Reading all the in-law questions got me thinking - how often do your parents see the kids and how often do your in-laws see them?
My mom is currently watching them 2 days a week for us, but my dad was only seeing them for about 5 minutes before he mowed our lawn for us. But lawn mowing season is over so he sees them every 2 weeks.
Our in-laws want to see us all the time. They are not helpful, they just want to sit and visit - I get the stink-eye if I try to do things around the house. We told them we were busy last weekend (that was the first weekend they weren't seeing us after 3 weeks of seeing us every weekend) and now they are mad.
So how often do the grandparents visit your children and what do you think is reasonable?
We always lived far away from my grandparents so we did not see them that often, so I don't have a good basis to go on. DH does not remember seeing his grandparents that often either.
Re: Grandparents Visiting?
My Mom watches the girls once a week so I can go to spin class. We usually see my parents 1-2x week. They are super helpful and very easy to be around though.
My in-laws are another story. They live 9-hours away (Thank God). They aren't helpful at all. Like your in-laws, they just want to sit around and stare at the babies or hold them. The girls are at the age now where they want to kick around on their mat or jump in their jumperoo. They don't want to be held and stared at. My ILs don't get it. They are completely different from us and quite challenging to be around. We have seen them 3x since the girls were born at the end of May.
my mom watches the twins 2 full days a month for me - every other Wed when I work... and my dad usually comes over for a couple hours on those days, too.
We also have dinner with my family (my parents and my sister's family, sometimes my brother's family, too) almost every Sunday... so they see them then, too.
My parents live in the same town- about 2 minutes away.
DH's mom lives about 40 minutes away and isn't the type that likes to go places much - my kids see her maybe once every month... sometimes it goes 2-3 months between visits.... i'm fine with that- she's not fun to be around and smokes like a chimney (we don't visit her house b/c of this) so she reeks when she's in our house.

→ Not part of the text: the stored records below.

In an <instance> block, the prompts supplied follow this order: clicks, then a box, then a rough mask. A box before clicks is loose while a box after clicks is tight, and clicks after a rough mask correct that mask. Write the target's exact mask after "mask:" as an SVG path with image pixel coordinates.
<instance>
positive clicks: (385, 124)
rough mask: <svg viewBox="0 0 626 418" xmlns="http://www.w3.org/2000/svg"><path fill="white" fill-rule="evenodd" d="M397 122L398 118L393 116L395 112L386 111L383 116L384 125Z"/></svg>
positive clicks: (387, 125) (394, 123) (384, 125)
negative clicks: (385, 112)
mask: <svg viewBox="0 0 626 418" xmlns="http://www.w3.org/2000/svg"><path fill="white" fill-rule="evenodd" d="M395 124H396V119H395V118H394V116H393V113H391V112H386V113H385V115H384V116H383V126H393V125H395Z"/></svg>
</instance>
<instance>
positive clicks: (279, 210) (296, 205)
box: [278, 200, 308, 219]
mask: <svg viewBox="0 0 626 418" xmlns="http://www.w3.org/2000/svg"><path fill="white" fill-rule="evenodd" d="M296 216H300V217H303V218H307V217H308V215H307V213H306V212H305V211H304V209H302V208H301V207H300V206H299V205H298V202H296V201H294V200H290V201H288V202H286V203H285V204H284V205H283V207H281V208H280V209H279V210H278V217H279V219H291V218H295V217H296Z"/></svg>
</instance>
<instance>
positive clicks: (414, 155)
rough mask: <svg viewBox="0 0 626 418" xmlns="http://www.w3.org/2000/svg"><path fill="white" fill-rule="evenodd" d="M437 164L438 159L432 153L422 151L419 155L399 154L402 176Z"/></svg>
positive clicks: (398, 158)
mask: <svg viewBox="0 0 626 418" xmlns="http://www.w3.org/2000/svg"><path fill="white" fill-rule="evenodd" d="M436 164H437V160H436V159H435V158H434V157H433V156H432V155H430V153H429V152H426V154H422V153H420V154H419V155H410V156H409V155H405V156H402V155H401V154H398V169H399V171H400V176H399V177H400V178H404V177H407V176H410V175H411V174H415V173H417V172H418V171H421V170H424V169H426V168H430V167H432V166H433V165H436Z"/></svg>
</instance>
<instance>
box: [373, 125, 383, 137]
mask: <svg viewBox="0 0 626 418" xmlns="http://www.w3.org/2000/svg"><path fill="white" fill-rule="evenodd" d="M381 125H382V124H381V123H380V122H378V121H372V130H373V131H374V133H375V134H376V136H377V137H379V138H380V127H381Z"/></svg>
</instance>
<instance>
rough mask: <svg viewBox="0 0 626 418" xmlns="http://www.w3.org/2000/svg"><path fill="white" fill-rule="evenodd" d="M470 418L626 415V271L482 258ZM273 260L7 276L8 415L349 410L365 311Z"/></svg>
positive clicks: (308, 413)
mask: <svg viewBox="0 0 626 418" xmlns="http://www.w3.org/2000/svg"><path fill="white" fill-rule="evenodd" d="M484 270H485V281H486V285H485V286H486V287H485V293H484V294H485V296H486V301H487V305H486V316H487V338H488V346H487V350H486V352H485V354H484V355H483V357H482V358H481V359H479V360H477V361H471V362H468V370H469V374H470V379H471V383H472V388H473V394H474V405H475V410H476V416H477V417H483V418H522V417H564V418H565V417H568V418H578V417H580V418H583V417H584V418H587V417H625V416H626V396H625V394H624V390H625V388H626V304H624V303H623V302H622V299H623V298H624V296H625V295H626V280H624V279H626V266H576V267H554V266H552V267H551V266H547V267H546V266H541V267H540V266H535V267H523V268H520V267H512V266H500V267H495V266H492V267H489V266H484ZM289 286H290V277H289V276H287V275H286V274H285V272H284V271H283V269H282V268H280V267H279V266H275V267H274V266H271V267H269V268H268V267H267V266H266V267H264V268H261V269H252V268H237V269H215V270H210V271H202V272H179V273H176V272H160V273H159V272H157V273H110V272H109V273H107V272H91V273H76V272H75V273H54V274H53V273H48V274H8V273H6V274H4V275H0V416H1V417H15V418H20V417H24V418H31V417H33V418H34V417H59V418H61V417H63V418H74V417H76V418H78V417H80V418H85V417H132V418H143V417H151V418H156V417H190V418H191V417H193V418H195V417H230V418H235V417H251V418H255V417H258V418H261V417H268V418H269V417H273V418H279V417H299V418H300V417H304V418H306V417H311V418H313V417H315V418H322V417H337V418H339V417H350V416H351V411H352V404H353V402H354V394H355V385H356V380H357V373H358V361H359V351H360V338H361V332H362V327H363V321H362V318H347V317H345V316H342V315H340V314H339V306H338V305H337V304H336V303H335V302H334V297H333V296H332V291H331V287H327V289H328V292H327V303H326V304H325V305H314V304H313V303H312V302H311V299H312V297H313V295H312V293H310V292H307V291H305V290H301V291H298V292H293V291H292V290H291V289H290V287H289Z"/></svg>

My FIL died earlier this year before meeting the twins, and MIL is now snowbirding down south for the winter. But ever since the babies were born, she has tried to come help every so often and our relationship has gotten worse and worse. My kids are overwhelming sometimes when I get so little sleep, but she gets really uncomfortable when I seem stressed out or the kids get loud. So for the last few months before she left, we tried to just have her over when DH was here and I was gone. I felt really bad, but wasn't sure how to handle it better - if I could always manage all three of my kids with a smile on my face and no stress, I wouldn't need to accept her offers of help!
My mom comes to help for a few hours about 3 days a week, so she's here by far the most. My dad has come only a few times since the babies were born (almost 12w), but we've also seen them about 3 times at my sister's for different functions.
My inlaws would come daily if we invited them but end up coming about once a week. While they are well intentioned, they're not that great with the boys yet. The first few visits, the boys just rested peacefully in their arms, and I think that's what they came to expect. Now that the boys are significantly fussier and sleep less, my inlaws, especially FIL, are not really helpful. I'm happy to have them visit (most of the time, LOL!) but wish I could actually do something productive or just sleep instead of feeling like I have to monitor the goings on (so they don't totally undo what we're trying to do...). Like a PP said, I may need to start leaving the house sometimes when they visit so I can at least get errands done.